A palavra sempre encantou a criança. O que motiva um bebê a falar não é o simples fato de submetê-lo à exposição sonora de nosso idioma, mas, sobretudo, a necessidade do outro traduzida em sons. O desejo de comunicar-se é determinante no processo de aquisição da linguagem.

Patricia Kuhl, professora da Universidade de Washington, afirma que o som das palavras constrói circuitos neurais que estimulam a absorção de novas palavras. Quanto maior a variedade sonora apresentada à criança, maior será a ampliação de suas vias neurais.

Contar histórias para as crianças é um inigualável veículo para a exposição sonora de um idioma. O ato de contar histórias exige do contador uma sonoridade diferenciada na fala, que transcende a função do linguajar cotidiano. As intenções afetivas e os indicadores emocionais se apoderam da palavra, concedendo-lhe matizes e nuances que a história suscita para pontuar momentos de medo, tristeza, susto, alegria etc.

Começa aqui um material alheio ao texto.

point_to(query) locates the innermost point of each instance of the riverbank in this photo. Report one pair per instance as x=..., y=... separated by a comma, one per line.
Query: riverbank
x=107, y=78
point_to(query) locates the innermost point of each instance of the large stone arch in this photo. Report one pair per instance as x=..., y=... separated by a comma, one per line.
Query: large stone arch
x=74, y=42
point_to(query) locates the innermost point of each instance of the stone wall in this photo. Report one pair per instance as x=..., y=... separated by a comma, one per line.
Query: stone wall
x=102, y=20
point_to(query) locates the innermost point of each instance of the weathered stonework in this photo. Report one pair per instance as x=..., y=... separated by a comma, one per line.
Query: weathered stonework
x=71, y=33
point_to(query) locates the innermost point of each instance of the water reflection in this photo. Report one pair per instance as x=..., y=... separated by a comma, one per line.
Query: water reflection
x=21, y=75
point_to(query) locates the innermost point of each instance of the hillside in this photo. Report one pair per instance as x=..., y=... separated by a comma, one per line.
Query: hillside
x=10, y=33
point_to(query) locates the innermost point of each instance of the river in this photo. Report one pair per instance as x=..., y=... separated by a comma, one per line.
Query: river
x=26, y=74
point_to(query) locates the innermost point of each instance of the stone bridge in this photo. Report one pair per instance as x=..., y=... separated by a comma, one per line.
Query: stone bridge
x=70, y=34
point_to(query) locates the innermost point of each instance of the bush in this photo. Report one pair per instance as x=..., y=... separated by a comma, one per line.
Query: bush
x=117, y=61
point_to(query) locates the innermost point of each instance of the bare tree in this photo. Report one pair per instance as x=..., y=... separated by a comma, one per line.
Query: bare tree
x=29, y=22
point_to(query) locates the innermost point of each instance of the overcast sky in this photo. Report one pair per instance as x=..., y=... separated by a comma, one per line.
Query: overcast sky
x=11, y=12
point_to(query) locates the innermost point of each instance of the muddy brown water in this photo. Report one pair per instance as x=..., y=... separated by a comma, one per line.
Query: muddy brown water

Ocorrem mudanças no ritmo da fala, ao contar que o personagem correu assustado; o tom de voz se altera, ficando mais forte, quando falamos de um súbito trovão; personagens delicados como um pintinho ou uma flor indefesa ganham um tom de voz mais aguda, adocicado, indicando fragilidade ou singeleza. Temos, portanto, uma verdadeira melodia embrionária no discurso do contador, enriquecendo, sobremaneira, a exposição sonora das palavras.

Se o discurso verbal é fortalecido pelas nuances da voz falada, o que dizer do discurso musical, que disponibiliza todos os recursos vocais inerentes a cada propriedade do som (altura, duração, timbre, intensidade)?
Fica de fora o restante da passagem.